Now, all that's left is to redirect the `href`s of the nodes we inserted
from their old values to the new ones. I do this by iterating over `@nodes_referencing_href`,
which contains every link we inserted.
```Ruby
def cross_link_files
@nodes_referencing_href.each do |href, references|
references.each do |reference|
file = reference[:file]
node = reference[:node]
local_targets = @local_seen_hrefs[file]
if local_targets.include? href
# A code block in this file provides this href, create a local link.
node['href'] = "##{local_targets[href]}"
elsif @global_seen_hrefs.include? href
# A code block in this series, but not in this file, defines
# this href. Create a cross-file link.
target = @global_seen_hrefs[href]
other_file = target[:file]
id = target[:id]
relpath = Pathname.new(other_file).dirname.relative_path_from(Pathname.new(file).dirname)
node['href'] = "#{relpath}##{id}"
else
# No definitions in any blog page. For now, just delete the anchor.
node.replace node.content
end
end
end
end
```
In short, it traverses all the folders in my `code` directory -- which is where
I keep my code, looking for Agda source files. Once it finds them,
Notice that for the time being, I simply remove links to Agda definitions that
didn't occur in the Hugo post. Ideally, this would link to the plain, non-blog
documentation page generated by Agda; however, this requires either hosting
those documentation pages, or expecting the Agda standard library HTML pages
to remain stable and hosted at a fixed URL. Neither was simple enough to do,
so I opted for the conservative "just don't insert links" approach.

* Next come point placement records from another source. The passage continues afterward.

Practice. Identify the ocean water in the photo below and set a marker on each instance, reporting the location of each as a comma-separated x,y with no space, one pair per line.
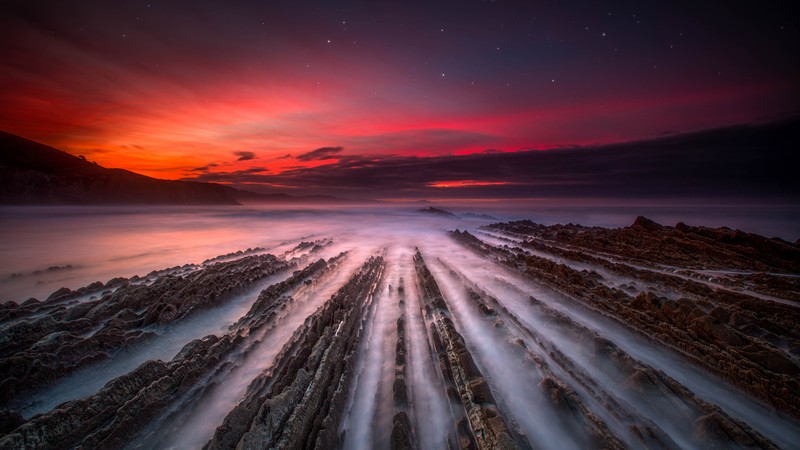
45,248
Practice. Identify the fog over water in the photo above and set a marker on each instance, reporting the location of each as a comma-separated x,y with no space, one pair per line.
44,249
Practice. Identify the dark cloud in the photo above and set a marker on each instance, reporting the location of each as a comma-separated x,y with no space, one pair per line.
320,154
743,161
226,177
205,168
245,156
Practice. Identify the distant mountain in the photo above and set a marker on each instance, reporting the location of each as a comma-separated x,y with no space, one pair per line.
248,197
34,173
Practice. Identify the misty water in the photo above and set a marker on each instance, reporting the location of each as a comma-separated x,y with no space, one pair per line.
44,249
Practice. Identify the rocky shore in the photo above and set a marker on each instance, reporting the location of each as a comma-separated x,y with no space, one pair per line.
508,336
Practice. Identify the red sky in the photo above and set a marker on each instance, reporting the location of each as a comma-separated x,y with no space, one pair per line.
175,90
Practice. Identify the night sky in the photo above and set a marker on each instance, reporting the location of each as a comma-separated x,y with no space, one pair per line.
303,96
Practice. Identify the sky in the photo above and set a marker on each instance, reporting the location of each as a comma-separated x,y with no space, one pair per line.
276,96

And that's all of the approach that I wanted to show off today! There
are other details, like finding posts in the same series (I achieve this
with a `meta` element) and invoking `agda --html` on the necessary source files
(my [`build-agda-html.rb`](https://dev.danilafe.com/Web-Projects/blog-static/src/branch/master/build-agda-html.rb)
script is how I personally do this), but I don't think it's all that valuable
to describe them here.
Unfortunately, the additional metadata I had my theme insert makes it
harder for others to use this approach out of the box. However, I hope that by
sharing my experience, others who write Agda and post about it might be able
to get a similar solution working. And of course, it's always fun to write
about a recent project or endeavor.
Happy (dependently typed) programming and blogging!